Decisions made by John Shore and Charles Grant helped shape the nature of the relationship between Britain and India. Yet John Shore's choice of Wazir Ali Khan for the ruling succession of the Oudh region of North India led to the Massacre of Benares in which five British East India Company officials died. Grant benefited early in his career from the exploitation of the Malda silk weavers but used his influence to send chaplains to India, although the long-held position of the East India Company was to prevent Christian missionary work there.
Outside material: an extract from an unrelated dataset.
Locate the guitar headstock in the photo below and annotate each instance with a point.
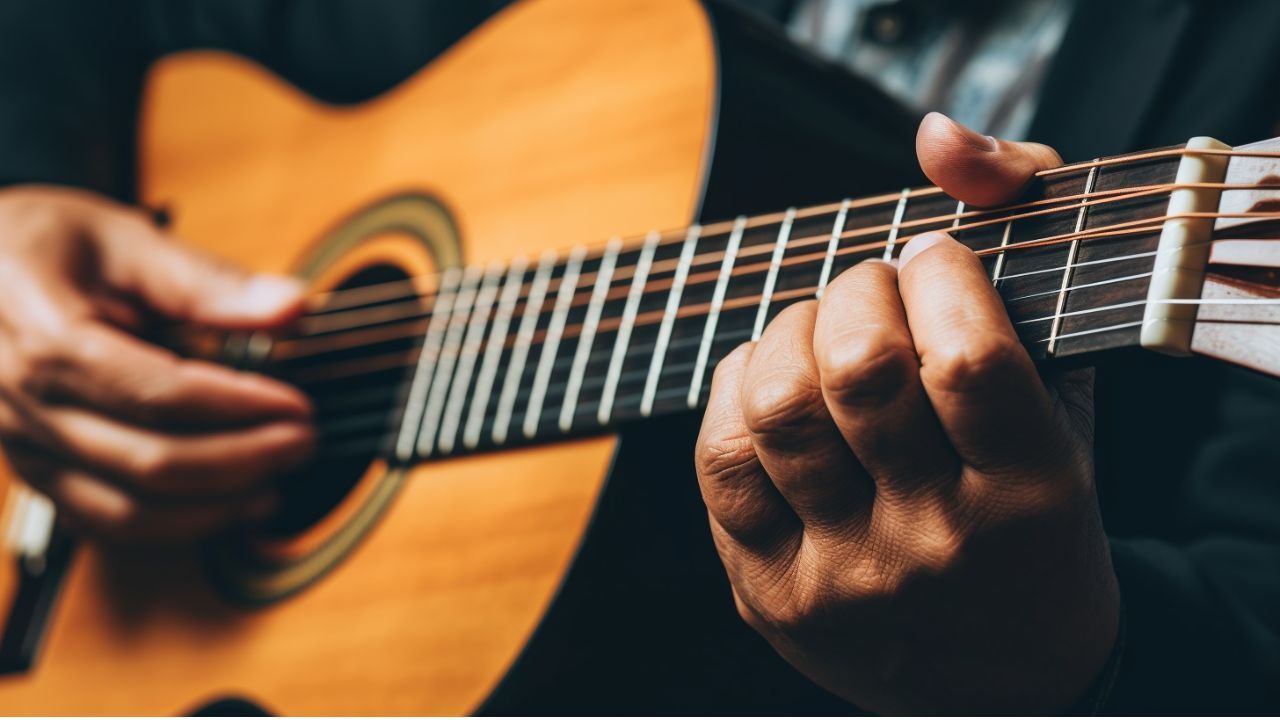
(1239, 319)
By the 1800s new methods of production enabled Britain to supply India with cotton, reversing the supply chain and India's economic status. In 1811 Grant opposed a proposal to allow freedom of the press in India. These conditions helped pave the way for British colonial expansion into India and opened up the large Indian market to British products.
The efforts of the Clapham Sect were eventually rewarded when the trade of enslaved individuals was finally banned throughout the British Empire with the passage of the Slave Trade Act in 1807. However, it is disturbing to think that the Slave Trade Act did not prevent the East India Company from continuing to trade slaves.
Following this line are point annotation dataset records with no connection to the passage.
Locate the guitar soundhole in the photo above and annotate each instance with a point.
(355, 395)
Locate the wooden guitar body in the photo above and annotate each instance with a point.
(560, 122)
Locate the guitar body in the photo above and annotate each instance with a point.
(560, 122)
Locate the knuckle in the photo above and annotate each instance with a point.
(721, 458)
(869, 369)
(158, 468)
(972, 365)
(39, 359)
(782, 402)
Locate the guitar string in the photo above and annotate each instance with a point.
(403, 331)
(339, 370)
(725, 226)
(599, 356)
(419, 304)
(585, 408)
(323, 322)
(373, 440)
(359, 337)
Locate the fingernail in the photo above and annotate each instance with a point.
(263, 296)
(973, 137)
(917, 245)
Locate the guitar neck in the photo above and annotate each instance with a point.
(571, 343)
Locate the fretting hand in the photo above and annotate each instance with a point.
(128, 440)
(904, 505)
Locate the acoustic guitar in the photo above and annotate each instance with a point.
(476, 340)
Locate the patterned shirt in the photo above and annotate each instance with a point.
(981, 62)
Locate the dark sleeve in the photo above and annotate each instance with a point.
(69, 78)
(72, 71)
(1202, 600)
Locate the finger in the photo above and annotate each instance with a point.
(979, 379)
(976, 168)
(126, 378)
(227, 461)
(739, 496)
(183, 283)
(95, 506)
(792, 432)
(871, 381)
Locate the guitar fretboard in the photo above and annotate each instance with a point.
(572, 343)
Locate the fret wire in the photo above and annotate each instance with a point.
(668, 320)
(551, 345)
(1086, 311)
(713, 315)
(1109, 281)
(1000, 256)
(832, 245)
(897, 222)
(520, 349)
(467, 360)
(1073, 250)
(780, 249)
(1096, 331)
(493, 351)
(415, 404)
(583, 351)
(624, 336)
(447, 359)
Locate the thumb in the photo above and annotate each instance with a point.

It was only when the Slavery Abolition Act of 1833 was passed, granting full emancipation to slaves, that the purchase or ownership of slaves was made illegal within the British Empire. Even then, there was an exception for the 'Territories in the Possession of the East India Company' where slavery persisted until 1843. The Act was finally repealed and its principles incorporated into the Human Rights Act 1998. It nevertheless provided for payments to be made to former slave owners via a government loan that was only finally paid back by British taxpayers in 2015.
Recently the Sierra Leone Colonial Office papers revealed that, in the 'free' colony of Sierra Leone established by Wilberforce and his social reformers in 1792, 'apprentices' (former slaves) received no wages, only food, and those who tried to leave could be held captive for up to 14 years. This continued long after the 1807 Act abolished slave trading.
Ironically, by condoning this practice and colluding in keeping it quiet, Wilberforce ensured that the capital, Freetown, would be the last place in the British Empire where Africans could still be legally bought and sold into forced labour.